Niu Zhi-you, Lin Xin
College of Engineering & Technology, Huazhong Agricultural University, Wuhan 430070, China.
Guang Pu Xue Yu Guang Pu Fen Xi. 2009 Sep;29(9):2417-20.
Four varieties of tea were collected from different areas in China including jasmine tea, Kuding tea, Longjing tea and Tieguanyin. A total of 120 samples (30 samples for each variety) were prepared. The original samples spectra were obtained using NIRSystem6500 analyzer. Tea was analyzed qualitatively and quantitatively by near infrared spectroscopy technology. Principal component analysis and discriminant analysis were used to distinguish the four varieties of tea.
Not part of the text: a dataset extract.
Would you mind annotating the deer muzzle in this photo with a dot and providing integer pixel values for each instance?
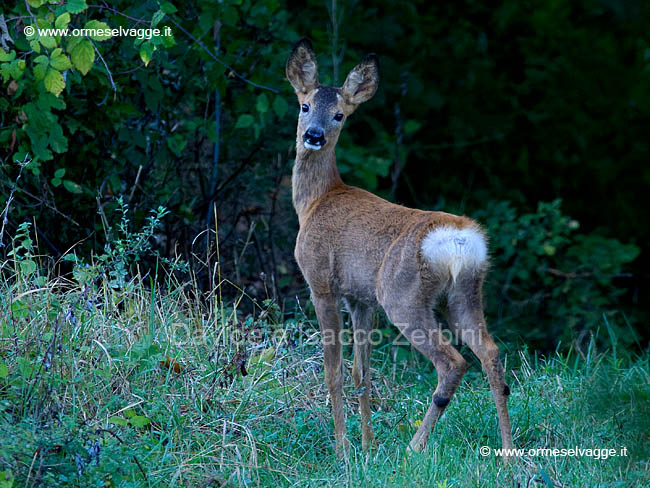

The optimal calibration model for qualitative discrimination was established according to comparison of different spectral data pretreatment methods and the uncertain factor coefficients. Quantitative analysis models for moisture content, tea polyphenol and caffeine in tea were developed with modified partial least square. The results show that the accurate recognition rate for the four varieties of tea in the validation set reached 100%. The coefficients of determination (Rp2) and relative prediction deviation (RPD) of independent validation sets were more than 0.91 and 3.0, respectively. It is concluded that NIRS can be used as a rapid method to detect the variety and chemical components in tea.
从中国不同地区采集了四种茶叶,包括茉莉花茶、苦丁茶、龙井茶和铁观音。共制备了120个样品(每个品种30个样品)。使用NIRSystem6500分析仪获得原始样品光谱。采用近红外光谱技术对茶叶进行定性和定量分析。运用主成分分析和判别分析来区分这四种茶叶。根据不同光谱数据预处理方法和不确定因素系数的比较,建立了定性鉴别的最佳校准模型。采用改进的偏最小二乘法建立了茶叶中水分、茶多酚和咖啡因的定量分析模型。结果表明,验证集中四种茶叶的准确识别率达到100%。独立验证集的决定系数(Rp2)和相对预测偏差(RPD)分别大于0.91和3.0。得出结论,近红外光谱法可作为快速检测茶叶品种和化学成分 的方法。